In 1996, Clifford Chance, the top UK law firm by revenue made £282m. Not bad until you realise it made nearly £1.4bn in 2016 together with six other firms that smashed the £1bn mark in the same year. But 20 years back Palm Pilots were just coming out. BlackBerry devices were still on the drawing board and Apple was in a severe financial crisis threatening its survival. It sounds outlandish. But then again, this was a time when we all still used phone boxes.

Global financial upheaval and technological innovation have since provided the context for a plethora of law firm mergers, forays into new markets overseas as well as fresh entrants into the UK market offering alternative legal business models.

For business services professionals in law, 1996 was the dawn of a transformation – one that continues to shape the future of law.

Business services in a changing legal profession

 

Twenty years ago, law firms were just starting to appoint directors of marketing. We have since watched marketing and BD, finance, IT and HR expanding into sophisticated departments comprising both generalists and specialists, and taking on much broader, often global remits at a strategic level.

Today, it is the norm to see business experts, from increasingly broad industry backgrounds, becoming chief executives, COOs and board-level directors. We recently took a snapshot of senior titles Totum worked on in just one week and it included a Director of KM, a Director and Head of HR, a Director of Operations, three Directors of Business Development, a Director and Head of Finance, an IT Director, and a Chief Executive Officer.  

Business services positions have flourished at lower levels of seniority too. New roles include project and process improvement managers, knowledge engineers, data scientists, product and pricing managers, change managers… the list goes on.  

Another notable trend is the rise of business services roles focused on innovation. Our recent research has shown that 26 of the top 35 law firms now employ a business services professional with an innovation brief. Such managers typically work across the firm – from helping to deliver internal, efficiency focused improvements to implementing new product/service lines.

It’s part of a broader trend: business professionals moving beyond their functional silos into roles that help firms meet firm-wide objectives. Other examples include HR Directors becoming COOs, or communications managers operating across both marketing and HR. We think this blurring of functional boundaries will only increase as firms realise just how much these ‘non-lawyers’ know and the value of more integrated thinking.

Our predictions – to 2037

 

But what then for the next 20 years? Our horizon gazing is limited by the uncertain global and domestic political and economic landscape. But technology will undoubtedly be key – and specifically the impact of AI.

This is seen as an opportunity or threat. In March last year a Deloitte study claimed that technology has already contributed to the loss of around 31,000 jobs in the legal sector, and predicted that another 39% jobs are at risk in the next 20 years.

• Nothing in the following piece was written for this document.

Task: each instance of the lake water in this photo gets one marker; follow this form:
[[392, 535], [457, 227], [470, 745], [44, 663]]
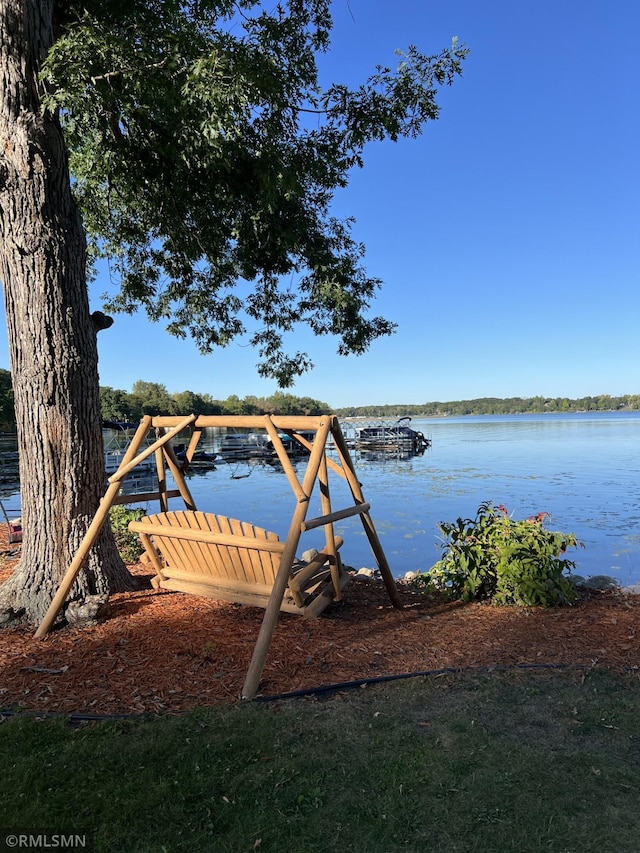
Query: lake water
[[581, 468]]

However, there has been an overall increase of approximately 80,000 new jobs in the sector, most of which are higher skilled. We therefore predict not so much a reduction in the number of employees but a change of skill sets as law firms seek the right talent to drive a technology-led/AI strategy forwards.

Those that combine knowledge of both technology and law will be particularly in demand. This could mean a rise in roles that link cutting-edge technology into more traditional functions like knowledge management – reflecting the fact that AI will only ever be as good as the experts managing the information that powers it. In this respect, roles such as data analysts and data scientists will also increasingly come to the fore.

Recent research we conducted with US consulting firm Calibrate Legal suggests that many firms still struggle to use data to assess the performance of business functions (in this context, of marketing teams). But with the rise of AI and data expertise, we see a commensurate growth in the ability to measure the value of business services functions, ensuring that they become ever more effective and efficient business units.

Perhaps this will lead to more administrative functions being outsourced to regional locations. Maybe technology-enabled flexible working will also support a more general shift out of the City. The daily commute may become as strange a concept as seeking out a phone box. And in this future maybe there will be no such thing as a ‘typical’ law firm, as models evolve and diversify.

Who knows where this will ultimately lead us. But what we are sure of is that business talent has changed law – and it is here to stay.